Dalam konteks zaman dulu, berinfak untuk jihad di jalan Allah bisa dalam artian turut berkontribusi pada pendanaan perang, persediaan makanan, dan sebagainya. Dalam konteks sekarang, berinfak untuk jihad fi sabilillah punya makna berinfak untuk hal-hal yang berkaitan dengan kepentingan banyak orang, seperti infak untuk memperbaiki sarana ibadah yang perlu perbaikan, membina generasi yang belajar agama, menghidupkan lembaga pendidikan, membangun atau memperbaiki sarana pengairan yang dari aliran itu banyak orang bisa menggunakan airnya, infak memperbaiki jalan yang sering dilewati orang, dan lain-lain.

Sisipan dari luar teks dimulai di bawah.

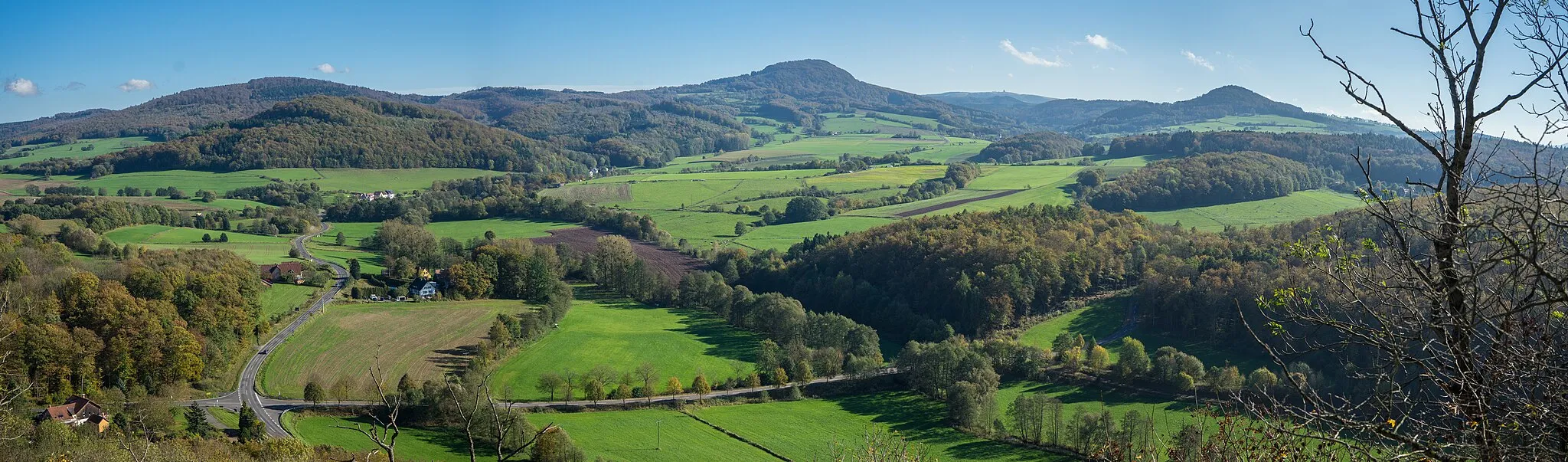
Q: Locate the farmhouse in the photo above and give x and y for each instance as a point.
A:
(77, 411)
(426, 290)
(377, 195)
(283, 272)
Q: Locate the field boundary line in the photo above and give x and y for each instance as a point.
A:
(737, 437)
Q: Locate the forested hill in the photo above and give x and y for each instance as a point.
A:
(1204, 179)
(168, 116)
(330, 133)
(626, 133)
(794, 90)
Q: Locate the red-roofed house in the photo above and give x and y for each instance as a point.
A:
(77, 411)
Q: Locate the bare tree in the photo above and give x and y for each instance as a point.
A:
(1452, 309)
(384, 431)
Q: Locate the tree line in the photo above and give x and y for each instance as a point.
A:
(1204, 179)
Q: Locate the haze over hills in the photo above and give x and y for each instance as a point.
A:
(637, 128)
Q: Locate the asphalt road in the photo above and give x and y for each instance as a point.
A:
(269, 409)
(272, 409)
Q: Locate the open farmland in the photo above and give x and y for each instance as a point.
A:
(1295, 206)
(413, 444)
(96, 146)
(256, 249)
(422, 340)
(668, 263)
(806, 429)
(639, 436)
(607, 330)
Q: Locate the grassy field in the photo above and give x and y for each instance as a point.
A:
(639, 436)
(325, 245)
(623, 333)
(257, 249)
(1024, 176)
(1295, 206)
(504, 228)
(1102, 318)
(413, 444)
(74, 149)
(420, 340)
(936, 148)
(347, 179)
(782, 236)
(284, 297)
(805, 429)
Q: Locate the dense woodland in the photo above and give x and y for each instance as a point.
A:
(1204, 179)
(328, 133)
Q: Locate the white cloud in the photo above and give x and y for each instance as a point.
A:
(1029, 57)
(1102, 43)
(21, 87)
(136, 85)
(1197, 60)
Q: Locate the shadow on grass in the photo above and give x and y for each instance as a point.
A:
(1102, 318)
(724, 340)
(921, 421)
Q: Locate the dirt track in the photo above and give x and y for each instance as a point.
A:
(668, 263)
(956, 203)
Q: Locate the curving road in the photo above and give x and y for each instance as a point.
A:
(269, 409)
(272, 409)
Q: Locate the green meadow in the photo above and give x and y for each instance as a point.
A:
(98, 146)
(604, 330)
(1295, 206)
(256, 249)
(422, 340)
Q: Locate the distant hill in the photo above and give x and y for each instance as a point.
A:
(170, 116)
(991, 101)
(1222, 109)
(795, 90)
(333, 133)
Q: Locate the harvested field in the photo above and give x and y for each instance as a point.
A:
(905, 214)
(668, 263)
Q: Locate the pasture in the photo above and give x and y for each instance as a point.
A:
(279, 299)
(256, 249)
(623, 333)
(413, 444)
(782, 236)
(98, 146)
(1295, 206)
(634, 434)
(806, 429)
(422, 340)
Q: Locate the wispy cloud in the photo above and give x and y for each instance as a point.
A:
(327, 68)
(1197, 60)
(136, 85)
(1102, 43)
(1029, 57)
(21, 87)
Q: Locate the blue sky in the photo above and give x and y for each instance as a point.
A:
(126, 52)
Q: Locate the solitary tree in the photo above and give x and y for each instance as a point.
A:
(314, 393)
(1452, 310)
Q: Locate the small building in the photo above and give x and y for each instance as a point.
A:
(377, 195)
(283, 272)
(77, 411)
(427, 290)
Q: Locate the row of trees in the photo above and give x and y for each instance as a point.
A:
(1204, 179)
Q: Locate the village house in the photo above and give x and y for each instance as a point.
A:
(377, 195)
(77, 411)
(283, 272)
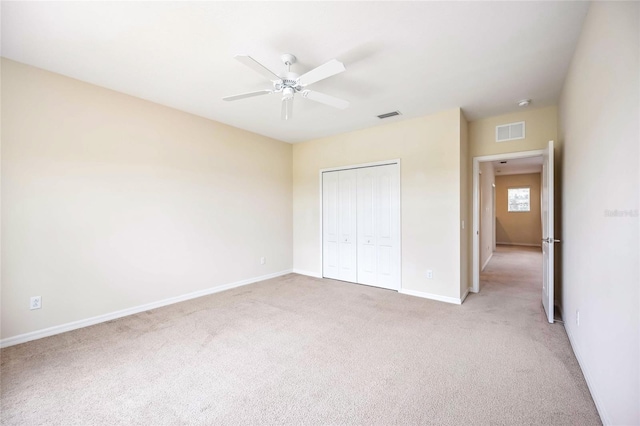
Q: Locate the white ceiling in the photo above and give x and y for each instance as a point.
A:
(415, 57)
(518, 166)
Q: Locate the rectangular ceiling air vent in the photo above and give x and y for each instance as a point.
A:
(389, 114)
(510, 132)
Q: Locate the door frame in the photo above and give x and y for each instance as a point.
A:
(475, 265)
(399, 224)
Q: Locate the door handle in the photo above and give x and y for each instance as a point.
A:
(550, 240)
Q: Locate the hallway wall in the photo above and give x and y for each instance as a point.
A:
(599, 116)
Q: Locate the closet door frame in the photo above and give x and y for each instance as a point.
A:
(399, 219)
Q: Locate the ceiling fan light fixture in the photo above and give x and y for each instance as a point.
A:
(287, 93)
(290, 83)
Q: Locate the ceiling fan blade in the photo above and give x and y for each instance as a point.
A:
(287, 108)
(246, 95)
(257, 67)
(332, 67)
(325, 99)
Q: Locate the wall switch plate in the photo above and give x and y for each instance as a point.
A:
(35, 302)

Setiap harta yang digunakan untuk kebaikan jenis ini, Allah janjikan balasan tujuh ratus kali lipat.

  1. Amalun laa ya’lamu tsawaaba ‘aamilihi illallah (Amal yang pahalanya hanya diketahui oleh Allah):

Amal seperti ini sangat spesial karena dilakukan dengan keikhlasan yang sempurna, tidak untuk dipamerkan kepada manusia. Hanya Allah yang mengetahui seberapa besar pahala yang diberikan untuk amal ini. Contohnya antara lain menyembunyikan amal kebaikan, bersedekah tanpa diketahui orang lain, atau amalan-amalan hati seperti keikhlasan yang murni dan zikir kepada Allah dalam kesunyian. Salah satu amal yang tidak diketahui besaran balasannya adalah amal puasa ramadan. Dalam beberapa hadis lain, besaran balasan untuk puasa sunah diketahui dan dijelaskan. Ada balasan amal itu dengan diampuni dosa satu tahun, dua tahun, dan seterusnya. Tapi untuk puasa wajib, tidak disebutkan balasannya sebesar apa atau dalam bentuk apa akan diberikan. 


Hadirin rahimakumullah,

Itulah tingkatan dan gambaran balasan Allah bagi para hamba-Nya. Betapa pemurahnya Allah yang begitu teliti membalas kebaikan hamba-hamba-Nya. Semoga kita termasuk hamba-hamba yang meraih keutamaan beramal. Amin ya robbal alamin.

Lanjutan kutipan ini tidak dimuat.